Associations of flower arranging can be somewhat domestic in the west. The Victorians believed it was a safe occupation to tame idle female hands and minds, but in Japan it is considered a high form of art. Owens questioned this by turning these traditions on their head, allowing her bouquets to be wild, silly, sickly, weird and physical as well as emotive displays of her inner thoughts.


In her late thirties with two children and caring for a chronically ill mother dying from a brain disease her bouquets became a momento mori of her life and the closeness of death. By encompassing her womanhood into the work she was able to visualise the dichotomy of sex and death through this cyclical form of expression, utilising floral language whilst celebrating the beauty of the blossoms.


Inspiration came in the form of Dutch painting and 1970’s flower arranging books whose photography and displays were a favourite of Owens.
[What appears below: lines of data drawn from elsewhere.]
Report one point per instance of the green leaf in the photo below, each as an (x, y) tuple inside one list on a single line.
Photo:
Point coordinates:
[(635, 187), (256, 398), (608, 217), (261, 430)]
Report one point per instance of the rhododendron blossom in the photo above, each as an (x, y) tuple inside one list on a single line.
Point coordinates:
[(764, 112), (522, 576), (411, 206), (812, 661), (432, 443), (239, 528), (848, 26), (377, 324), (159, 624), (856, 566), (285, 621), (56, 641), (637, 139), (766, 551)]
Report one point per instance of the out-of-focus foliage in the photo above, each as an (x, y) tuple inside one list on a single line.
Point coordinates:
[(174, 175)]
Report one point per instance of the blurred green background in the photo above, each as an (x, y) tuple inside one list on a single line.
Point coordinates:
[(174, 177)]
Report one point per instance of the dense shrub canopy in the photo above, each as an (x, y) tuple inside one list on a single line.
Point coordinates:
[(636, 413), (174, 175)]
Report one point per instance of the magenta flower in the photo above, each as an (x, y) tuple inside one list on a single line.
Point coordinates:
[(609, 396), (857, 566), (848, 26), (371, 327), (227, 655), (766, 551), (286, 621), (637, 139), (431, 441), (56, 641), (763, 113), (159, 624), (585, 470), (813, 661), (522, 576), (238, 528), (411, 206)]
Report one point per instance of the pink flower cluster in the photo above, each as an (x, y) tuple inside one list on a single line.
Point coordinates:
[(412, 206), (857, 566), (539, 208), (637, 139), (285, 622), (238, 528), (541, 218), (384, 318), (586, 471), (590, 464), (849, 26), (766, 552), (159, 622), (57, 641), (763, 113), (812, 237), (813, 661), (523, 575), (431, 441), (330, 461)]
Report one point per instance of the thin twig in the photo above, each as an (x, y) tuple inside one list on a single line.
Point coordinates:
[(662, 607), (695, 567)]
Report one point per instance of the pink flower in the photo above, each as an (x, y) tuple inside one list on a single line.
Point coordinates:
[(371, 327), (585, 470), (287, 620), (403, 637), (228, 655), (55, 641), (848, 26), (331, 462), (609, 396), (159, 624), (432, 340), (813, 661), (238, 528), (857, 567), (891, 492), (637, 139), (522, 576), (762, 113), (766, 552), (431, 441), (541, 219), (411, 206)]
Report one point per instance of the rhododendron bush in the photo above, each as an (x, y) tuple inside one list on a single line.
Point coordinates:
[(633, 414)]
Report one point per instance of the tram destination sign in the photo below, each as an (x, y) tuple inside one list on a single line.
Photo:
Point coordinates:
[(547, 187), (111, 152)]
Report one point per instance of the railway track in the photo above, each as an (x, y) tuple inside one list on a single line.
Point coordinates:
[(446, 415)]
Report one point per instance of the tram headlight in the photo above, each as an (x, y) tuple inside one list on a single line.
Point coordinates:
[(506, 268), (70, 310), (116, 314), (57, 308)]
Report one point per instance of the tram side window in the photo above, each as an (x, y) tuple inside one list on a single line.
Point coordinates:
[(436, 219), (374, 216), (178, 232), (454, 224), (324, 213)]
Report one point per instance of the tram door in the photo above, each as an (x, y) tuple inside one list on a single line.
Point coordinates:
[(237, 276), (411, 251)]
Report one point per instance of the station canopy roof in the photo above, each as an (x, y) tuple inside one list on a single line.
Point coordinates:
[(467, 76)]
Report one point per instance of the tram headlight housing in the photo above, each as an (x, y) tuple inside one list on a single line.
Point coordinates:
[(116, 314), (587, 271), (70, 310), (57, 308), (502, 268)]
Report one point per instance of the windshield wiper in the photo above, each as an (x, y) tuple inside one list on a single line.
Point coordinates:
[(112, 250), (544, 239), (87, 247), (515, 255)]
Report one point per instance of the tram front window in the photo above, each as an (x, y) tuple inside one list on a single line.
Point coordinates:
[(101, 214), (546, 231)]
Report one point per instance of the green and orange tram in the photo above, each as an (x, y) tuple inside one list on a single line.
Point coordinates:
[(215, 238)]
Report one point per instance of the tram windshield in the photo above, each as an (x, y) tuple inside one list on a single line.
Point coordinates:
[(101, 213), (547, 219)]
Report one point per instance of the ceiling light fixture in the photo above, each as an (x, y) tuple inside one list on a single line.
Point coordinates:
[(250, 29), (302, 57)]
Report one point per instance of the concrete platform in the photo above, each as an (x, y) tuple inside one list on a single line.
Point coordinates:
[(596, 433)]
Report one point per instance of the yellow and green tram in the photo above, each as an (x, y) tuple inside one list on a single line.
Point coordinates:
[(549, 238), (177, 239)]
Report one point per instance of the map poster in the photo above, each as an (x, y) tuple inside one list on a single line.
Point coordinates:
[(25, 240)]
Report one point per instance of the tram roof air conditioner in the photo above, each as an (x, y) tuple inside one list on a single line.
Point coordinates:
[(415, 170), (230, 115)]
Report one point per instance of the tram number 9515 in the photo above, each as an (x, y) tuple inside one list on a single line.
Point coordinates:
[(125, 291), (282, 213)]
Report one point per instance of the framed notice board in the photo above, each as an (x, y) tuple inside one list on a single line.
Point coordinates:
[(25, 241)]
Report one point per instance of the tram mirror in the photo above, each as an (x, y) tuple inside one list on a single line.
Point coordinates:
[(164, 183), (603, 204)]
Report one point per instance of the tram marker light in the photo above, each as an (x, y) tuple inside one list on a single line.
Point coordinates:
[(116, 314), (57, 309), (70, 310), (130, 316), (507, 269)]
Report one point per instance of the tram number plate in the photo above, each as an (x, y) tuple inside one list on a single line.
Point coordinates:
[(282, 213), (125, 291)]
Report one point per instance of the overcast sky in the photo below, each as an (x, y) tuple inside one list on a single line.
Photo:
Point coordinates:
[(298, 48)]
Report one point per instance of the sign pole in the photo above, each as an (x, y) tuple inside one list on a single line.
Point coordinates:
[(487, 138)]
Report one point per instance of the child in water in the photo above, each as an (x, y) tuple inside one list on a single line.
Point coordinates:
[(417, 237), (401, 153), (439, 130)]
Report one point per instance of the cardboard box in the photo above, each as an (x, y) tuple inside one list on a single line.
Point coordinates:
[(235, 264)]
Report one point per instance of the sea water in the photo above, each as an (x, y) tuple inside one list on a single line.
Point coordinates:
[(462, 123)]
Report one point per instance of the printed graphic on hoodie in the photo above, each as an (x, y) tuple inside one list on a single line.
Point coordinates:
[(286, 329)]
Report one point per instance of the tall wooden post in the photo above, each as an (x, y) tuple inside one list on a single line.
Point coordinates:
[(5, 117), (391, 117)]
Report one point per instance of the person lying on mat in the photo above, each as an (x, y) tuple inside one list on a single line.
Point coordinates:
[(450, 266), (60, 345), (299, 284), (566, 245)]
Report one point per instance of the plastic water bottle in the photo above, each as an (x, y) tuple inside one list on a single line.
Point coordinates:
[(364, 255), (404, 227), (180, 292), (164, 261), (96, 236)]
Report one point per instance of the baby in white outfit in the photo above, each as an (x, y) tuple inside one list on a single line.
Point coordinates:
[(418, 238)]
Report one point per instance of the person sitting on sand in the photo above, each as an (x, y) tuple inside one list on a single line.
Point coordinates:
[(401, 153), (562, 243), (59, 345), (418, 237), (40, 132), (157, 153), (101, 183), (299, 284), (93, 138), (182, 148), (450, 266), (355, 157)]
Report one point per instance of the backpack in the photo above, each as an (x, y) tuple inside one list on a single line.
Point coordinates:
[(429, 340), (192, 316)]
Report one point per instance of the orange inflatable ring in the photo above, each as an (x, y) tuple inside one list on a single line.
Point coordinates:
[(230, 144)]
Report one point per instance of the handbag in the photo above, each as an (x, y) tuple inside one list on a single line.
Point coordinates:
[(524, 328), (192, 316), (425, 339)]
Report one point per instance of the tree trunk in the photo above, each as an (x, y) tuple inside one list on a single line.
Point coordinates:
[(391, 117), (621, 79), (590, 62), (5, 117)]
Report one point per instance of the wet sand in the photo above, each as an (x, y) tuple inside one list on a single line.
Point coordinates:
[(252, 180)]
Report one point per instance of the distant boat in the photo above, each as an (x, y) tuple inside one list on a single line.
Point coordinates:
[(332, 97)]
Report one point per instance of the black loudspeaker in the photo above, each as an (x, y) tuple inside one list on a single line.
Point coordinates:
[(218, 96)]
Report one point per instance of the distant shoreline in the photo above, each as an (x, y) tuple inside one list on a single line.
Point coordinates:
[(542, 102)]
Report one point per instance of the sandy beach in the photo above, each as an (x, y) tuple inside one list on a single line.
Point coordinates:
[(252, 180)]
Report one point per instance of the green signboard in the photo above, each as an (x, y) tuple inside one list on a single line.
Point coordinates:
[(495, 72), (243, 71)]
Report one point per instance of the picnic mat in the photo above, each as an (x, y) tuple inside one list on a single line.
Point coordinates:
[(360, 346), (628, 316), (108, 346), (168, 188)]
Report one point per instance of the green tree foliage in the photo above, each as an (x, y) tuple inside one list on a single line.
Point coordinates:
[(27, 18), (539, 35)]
The mixture of sublime lighting coupled with the occasional kitsch vase – sourced by Owens also – embrace the cliché ‘Say it with flowers’ whilst retaining their art historical roots.


Presented in box-like frames with the edges of the paper visible they become museum pieces from another place, not truly arranged in the physical world yet manifested in a physical form. The text becomes anthropologically charged, pagan and feminine. There is a wildness present here, untamed yet confined, bursting from the black background. Rejecting the over-civilisation of the world Owens rejoices in her uncultivated imagery. In her own words, “There is no one final meaning to be got at. Just lots of meanings appearing and disappearing. In my flower diary there is no definitive image of me to discover – there is no grand meaning.  There is also no god or nirvana – no grand narrative - just life.”